24 Training Resources and Plans
This section under revision as we consider alternate resources.
If you are planning on spending significant time improving your data science and modeling skills, you will want to create a training plan.
24.1 Training plan components
- A description of your goals for the training plans and to which EHA projects and activities you will apply your skills
- A list of courses/tutorials your plan to complete
- The total time the courses will take to complete.
- The time frame over which you expect to complete them
- The name of a peer learner. You should have a peer learner at EcoHealth who will be a partner over the course of your training. This may be someone working on a similar training plan or someone with knowledge of the material already. They should play some or all of these roles:
- Accountability: Your peer learner should know about your training plan and its time frame, and check in on how you are doing.

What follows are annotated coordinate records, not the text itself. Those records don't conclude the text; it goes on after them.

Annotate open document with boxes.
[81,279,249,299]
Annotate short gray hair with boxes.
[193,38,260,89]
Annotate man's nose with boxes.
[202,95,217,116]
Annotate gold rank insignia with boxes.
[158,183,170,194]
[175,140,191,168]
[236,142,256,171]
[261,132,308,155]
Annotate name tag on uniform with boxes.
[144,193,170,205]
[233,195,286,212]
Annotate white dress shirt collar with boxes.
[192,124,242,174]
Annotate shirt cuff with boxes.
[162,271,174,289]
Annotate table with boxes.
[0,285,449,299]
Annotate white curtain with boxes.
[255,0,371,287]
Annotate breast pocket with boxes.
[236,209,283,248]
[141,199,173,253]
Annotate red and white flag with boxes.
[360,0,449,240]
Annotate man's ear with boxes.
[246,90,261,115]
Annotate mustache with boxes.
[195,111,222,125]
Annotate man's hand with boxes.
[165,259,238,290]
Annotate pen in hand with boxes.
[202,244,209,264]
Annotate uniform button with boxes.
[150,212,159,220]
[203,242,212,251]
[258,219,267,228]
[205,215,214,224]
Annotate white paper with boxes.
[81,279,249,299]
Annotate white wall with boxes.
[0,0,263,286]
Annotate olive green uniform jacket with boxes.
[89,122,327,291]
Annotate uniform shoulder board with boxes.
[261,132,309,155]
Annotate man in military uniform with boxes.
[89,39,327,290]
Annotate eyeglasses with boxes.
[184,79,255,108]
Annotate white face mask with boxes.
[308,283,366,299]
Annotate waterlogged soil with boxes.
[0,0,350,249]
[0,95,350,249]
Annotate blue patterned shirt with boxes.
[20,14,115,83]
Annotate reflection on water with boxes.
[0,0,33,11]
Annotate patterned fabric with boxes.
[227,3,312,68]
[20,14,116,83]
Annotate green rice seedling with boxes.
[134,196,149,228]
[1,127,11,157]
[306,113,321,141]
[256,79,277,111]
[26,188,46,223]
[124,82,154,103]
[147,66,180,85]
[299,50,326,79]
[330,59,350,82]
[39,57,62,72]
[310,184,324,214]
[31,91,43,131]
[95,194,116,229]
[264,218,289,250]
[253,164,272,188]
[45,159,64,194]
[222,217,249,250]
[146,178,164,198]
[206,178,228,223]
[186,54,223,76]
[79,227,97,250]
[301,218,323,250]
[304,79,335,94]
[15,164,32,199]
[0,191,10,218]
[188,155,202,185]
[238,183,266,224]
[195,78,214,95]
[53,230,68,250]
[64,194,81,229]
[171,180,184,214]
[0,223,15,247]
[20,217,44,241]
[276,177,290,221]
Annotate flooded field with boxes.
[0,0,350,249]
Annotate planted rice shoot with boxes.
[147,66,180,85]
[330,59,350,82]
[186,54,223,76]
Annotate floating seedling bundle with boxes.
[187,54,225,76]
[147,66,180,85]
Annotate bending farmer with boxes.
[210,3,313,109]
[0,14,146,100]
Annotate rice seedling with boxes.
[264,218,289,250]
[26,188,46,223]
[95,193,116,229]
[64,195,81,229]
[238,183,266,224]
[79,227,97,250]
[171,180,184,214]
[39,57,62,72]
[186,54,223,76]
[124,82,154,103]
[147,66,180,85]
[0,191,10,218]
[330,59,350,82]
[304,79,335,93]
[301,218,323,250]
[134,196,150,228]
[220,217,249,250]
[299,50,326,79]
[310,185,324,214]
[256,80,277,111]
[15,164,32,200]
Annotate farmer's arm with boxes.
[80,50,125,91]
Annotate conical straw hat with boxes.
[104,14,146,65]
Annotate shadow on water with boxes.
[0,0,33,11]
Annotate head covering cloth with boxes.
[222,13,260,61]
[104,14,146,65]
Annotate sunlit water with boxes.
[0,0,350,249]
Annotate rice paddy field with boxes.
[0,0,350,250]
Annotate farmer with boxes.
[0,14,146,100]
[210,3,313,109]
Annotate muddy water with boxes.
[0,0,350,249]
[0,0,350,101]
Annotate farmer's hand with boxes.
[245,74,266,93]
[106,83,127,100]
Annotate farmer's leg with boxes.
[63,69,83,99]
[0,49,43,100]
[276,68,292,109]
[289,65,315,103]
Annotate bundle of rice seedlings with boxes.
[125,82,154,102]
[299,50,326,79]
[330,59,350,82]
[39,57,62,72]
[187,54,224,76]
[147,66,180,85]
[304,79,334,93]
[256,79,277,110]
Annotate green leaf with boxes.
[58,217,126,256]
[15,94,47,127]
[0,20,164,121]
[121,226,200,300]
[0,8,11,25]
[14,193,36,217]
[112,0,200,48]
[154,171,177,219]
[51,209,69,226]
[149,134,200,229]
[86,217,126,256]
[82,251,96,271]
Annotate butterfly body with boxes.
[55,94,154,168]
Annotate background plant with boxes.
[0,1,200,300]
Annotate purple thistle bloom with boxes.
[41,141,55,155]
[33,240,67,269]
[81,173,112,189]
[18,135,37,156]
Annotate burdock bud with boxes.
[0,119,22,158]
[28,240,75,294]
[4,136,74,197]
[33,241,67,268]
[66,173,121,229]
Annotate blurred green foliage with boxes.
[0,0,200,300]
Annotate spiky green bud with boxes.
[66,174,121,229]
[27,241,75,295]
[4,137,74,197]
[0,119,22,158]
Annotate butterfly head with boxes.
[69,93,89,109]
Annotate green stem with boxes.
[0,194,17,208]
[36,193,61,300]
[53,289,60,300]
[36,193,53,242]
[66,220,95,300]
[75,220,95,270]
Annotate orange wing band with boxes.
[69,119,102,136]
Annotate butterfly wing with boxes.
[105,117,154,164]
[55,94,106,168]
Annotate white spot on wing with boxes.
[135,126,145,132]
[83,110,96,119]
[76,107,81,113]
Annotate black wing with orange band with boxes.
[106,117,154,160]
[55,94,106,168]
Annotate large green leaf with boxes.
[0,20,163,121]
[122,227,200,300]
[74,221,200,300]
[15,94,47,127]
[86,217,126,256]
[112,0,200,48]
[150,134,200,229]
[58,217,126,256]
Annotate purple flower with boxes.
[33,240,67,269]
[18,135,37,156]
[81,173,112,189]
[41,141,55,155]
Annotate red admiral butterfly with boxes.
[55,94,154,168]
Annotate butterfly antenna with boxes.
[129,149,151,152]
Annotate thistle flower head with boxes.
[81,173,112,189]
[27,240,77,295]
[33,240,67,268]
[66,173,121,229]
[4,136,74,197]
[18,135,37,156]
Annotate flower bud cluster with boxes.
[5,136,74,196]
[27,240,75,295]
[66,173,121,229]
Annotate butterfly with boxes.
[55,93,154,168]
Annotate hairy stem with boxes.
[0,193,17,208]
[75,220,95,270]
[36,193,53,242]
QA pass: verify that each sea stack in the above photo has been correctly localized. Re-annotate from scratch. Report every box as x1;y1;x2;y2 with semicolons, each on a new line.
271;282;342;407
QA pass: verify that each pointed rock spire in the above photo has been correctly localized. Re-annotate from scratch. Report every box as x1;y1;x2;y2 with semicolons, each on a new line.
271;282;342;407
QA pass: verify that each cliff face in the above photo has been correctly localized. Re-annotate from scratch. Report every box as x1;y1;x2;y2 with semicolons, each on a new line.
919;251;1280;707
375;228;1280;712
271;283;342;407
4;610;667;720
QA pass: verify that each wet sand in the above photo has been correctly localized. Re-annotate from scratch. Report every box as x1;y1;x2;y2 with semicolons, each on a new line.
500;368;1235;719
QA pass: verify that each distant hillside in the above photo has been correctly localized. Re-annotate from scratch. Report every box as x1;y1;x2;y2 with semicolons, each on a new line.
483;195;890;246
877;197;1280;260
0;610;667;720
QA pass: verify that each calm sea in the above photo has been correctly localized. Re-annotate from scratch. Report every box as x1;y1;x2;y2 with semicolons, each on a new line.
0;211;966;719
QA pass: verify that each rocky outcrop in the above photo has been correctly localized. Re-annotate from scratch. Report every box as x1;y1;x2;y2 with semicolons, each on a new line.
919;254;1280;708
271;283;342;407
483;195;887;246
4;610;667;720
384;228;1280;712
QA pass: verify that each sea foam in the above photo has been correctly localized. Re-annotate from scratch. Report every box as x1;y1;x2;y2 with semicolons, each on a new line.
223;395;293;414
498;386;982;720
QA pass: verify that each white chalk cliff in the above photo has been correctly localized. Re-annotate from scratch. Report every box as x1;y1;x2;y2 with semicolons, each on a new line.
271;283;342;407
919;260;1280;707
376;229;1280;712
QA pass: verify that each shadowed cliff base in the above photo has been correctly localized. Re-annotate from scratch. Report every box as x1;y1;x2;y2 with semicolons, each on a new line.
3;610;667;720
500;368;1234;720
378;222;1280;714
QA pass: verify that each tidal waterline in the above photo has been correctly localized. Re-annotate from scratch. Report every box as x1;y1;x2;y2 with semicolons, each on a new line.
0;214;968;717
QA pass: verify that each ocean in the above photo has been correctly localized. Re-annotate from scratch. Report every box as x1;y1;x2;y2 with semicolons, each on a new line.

- Co-learning: Your learning peer and you may want to schedule times to watch course videos and complete exercises together
- Review: Especially for materials without automating, your peer learner should be able to look at your work and provide feedback
- Motivation: Your peer learner should make your training fun and tell you that you rock.
When your supervisor signs off on your training plan, contact Megan Walsh to provide you with any subscriptions for the period you need them.
24.2 Training Plans
These are some suggestions for assembling resources and courses into training plans. This is of course a small fraction of the many learning and teaching resources available. Consult your peers, supervisor, and the #data-sci-discuss Slack channel to find courses or resources on the topics you require. If you use a new resource or course, please add to to this page so others can learn from your impressions of it!
24.2.1 Introductory Programming materials
Hands-On Programming with R: An introduction to R for non-programmers with a focus on project based learning.
Introduction to R: This introduction is designed to get you familiar with R quickly. It covers the basics and explains how to work with common data types in R.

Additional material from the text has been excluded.